Twitter ; un truc de teen?

J’entendais ce cri d’oiseau depuis quelques mois maintenant, et j’ai bien évidemment sans vraiment comprendre à quoi cela sert, ouvert un compte chez Twitter. A quoi ça sert? A rien. Enfin sûrement à quelque chose mais je n’en vois pas l’utilité. Twitter est pour moi une petite plateforme à blog, qui permet d’envoyer des messages courts (presque des SMS) couplé à un téléphone portable, j’imagine que c’est une sorte de chat mobile. Je pense que cela va plaire aux opérateurs qui font beaucoup d’argent avec les SMS et qui vont voir disparaitre leur mine d’or vers un widget gratuit.

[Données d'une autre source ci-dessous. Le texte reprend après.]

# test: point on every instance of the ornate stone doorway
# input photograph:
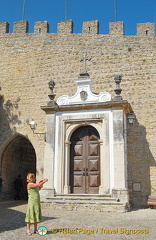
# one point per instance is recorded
(18, 158)
(85, 161)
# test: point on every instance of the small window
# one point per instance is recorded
(147, 32)
(89, 30)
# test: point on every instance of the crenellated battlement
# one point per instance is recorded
(88, 27)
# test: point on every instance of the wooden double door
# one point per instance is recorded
(85, 161)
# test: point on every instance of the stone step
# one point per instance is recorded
(84, 199)
(93, 201)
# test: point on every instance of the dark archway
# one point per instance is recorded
(85, 161)
(18, 158)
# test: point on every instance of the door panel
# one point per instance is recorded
(85, 161)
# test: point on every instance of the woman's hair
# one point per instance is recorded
(30, 176)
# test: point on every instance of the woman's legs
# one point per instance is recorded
(28, 228)
(35, 227)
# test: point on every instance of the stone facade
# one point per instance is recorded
(30, 60)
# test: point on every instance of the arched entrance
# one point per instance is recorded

J’imagine que quand on a rien à faire à l’aéroport en train de faire la queue au check in (pardon à l’enregistrement) on peut passer son temps à inscrire des trucs sur twitter. D’après ce que je vois, cela fait fureur, le truc a un succès fou! La personne derrière tout cela doit se frotter les mains, et doit se dire que d’ici peu Google va acheter sa plate-forme pour 100 millions de dol , comme ils ont fait avec feedburner! Si il y a des gens qui peuvent m’expliquer à quoi sert twitter, ils peuvent m’écrire, car avec mon grand age, (je vais atteindre les 50 dans deux ans et quelques mois) je n’ai pas tout saisi.

Le Brésil et les telecoms

En décembre 2007, le Brésil possédait 121 millions d’abonnés au téléphone mobile, pour une population de presque 190 millions ce qui donne un taux de pénétration de 63%. Ici 80% des mobiles sont en prépayés. La progression a été de 21% cette année, et le GSM est devenu un standard avec une progression de presque 50%, contre l’ AMPS, le CDMA et le TDMA qui sont en chute libre et la 3G en est à ses balbutiements, et on a encore très peu de statistiques. En terme de stations de base, il y a 36 000 stations des bases installées au Brésil. On peut deviner en faisant un rapide calcul et vue la taille du pays (16 fois la France), que la couverture ne vise qu’à couvrir la population qui est couverte à 90%. Il y a donc encore du chemin à faire en terme de déploiement au Brésil.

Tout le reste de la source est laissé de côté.